Fraud Control: Is Your ATM and POS EMV Ready?

atm emv deadline liability shift

What Is This Fuss About EMV?

EMV (Europay, Mastercard, Visa) payment technology is the new worldwide standard in providing secure monetary transactions and has seen increased usage over the years. The United States has long been a curious exception to this trend, though the technology’s arrival has been heralded on U.S. shores for years now. However, within the past few months the effects and consequences of this technological shift began to affect all venues and merchants in a very direct way. Ever since the credit card point of sales liability shift in 2015, upgrades to EMV compliant ATM systems have become extremely pertinent, if not absolutely imperative, as the threats of penalization and/or data breaches become more real as time passes.

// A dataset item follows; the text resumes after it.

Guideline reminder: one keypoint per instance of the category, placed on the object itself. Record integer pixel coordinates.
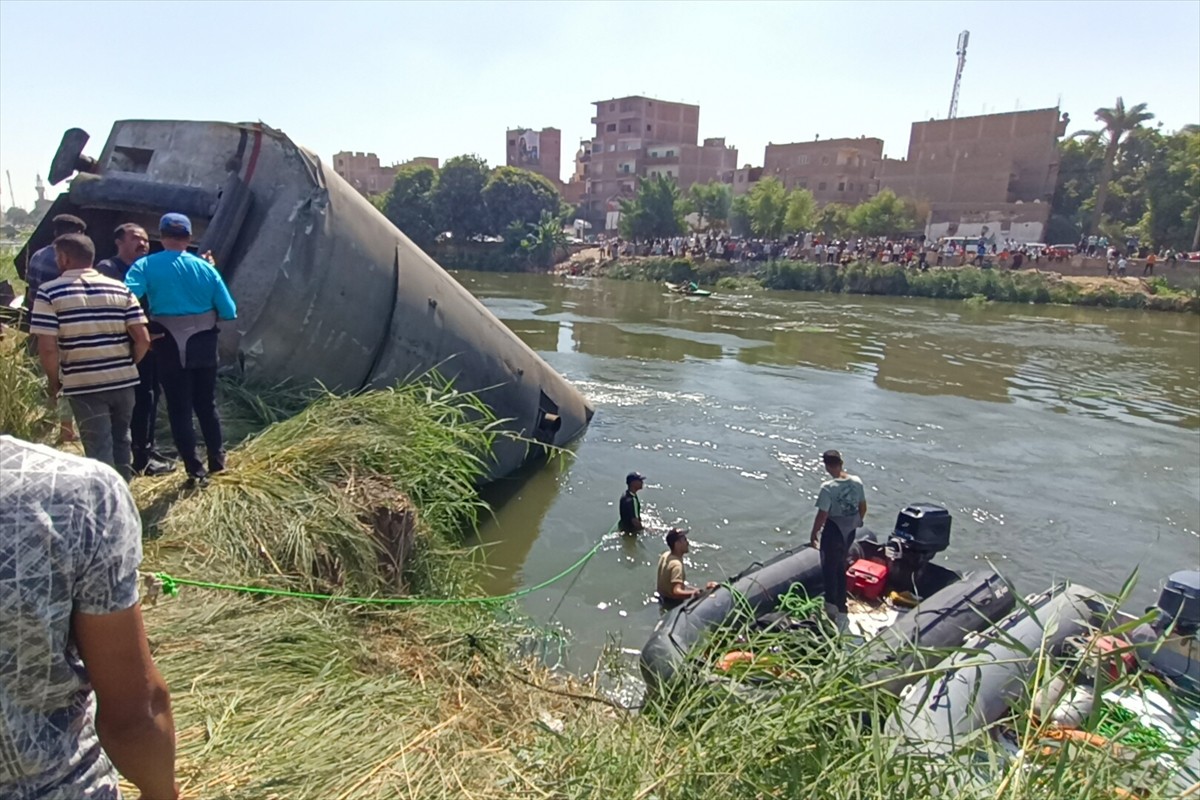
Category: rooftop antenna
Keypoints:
(961, 52)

Understanding EMV Technology

EMV technologies present several tangible benefits to both merchants and customers. Beyond the scope of older magstripe card data, this new security approach makes use of microprocessor chips embedded in the newest generation of credit cards. Not only do these microprocessor chips make newer cards nearly-impossible to economically counterfeit, they also enable substantial security measures when used with EMV-compliant terminal slots. In addition to utilizing private PIN numbers to protect stolen cards, EMV cards use an encrypted 2-factor authentication process, including a unique code generated for every transaction to protect against point-of-service breaches and transaction duplications. Aside from the embedded chip, there is little physical difference between EMV and older credit cards, as EMV cards still possess the traditional magstripe (for now), and are physically identical to older cards in every way.

So What Does This Mean For You?

Card issuers are also pushing for a shift towards universal EMV accessibility by shifting liability towards merchants and ATM owners whose EMV non-compliance creates opportunity for criminal breaches. Beginning in October 1, 2016, Mastercard is no longer liable for counterfeit and fraud stemming from the absence of EMV terminals, in both domestic and international ATM transactions. The various liability scenarios are as follows: if a guest were to use an older magstripe card at a magstripe ATM terminal, then the ATM owner is usually not liable for any ensuing criminal activity. If, however, the guest was to use a chip-enabled card at a non EMV compliant ATM terminal, the ATM owner will be held responsible for any transactions, as a result of not having upgraded their ATM terminals. Finally, if a chipped card is inserted into an EMV-enabled ATM, the card issuer will bear liability rather than the merchant.

How to Prepare

Some might say that you are in no immediate financial danger if you choose not to integrate EMV technology into your POS (point of sales) and ATM fleet, but in reality, the threat is ever-present. The entertainment and hospitality industry, even more so than others, is an attractive target for data breaches, and a single incident may bring irreparable harm to an establishment’s reputation and financial standing. Consequently, it is best to analyze payment and ATM transaction systems sooner rather than later for EMV-compliant upgrades. With proper planning and strategy, merchants can provide their customers with the best experience by stopping fraud before it starts.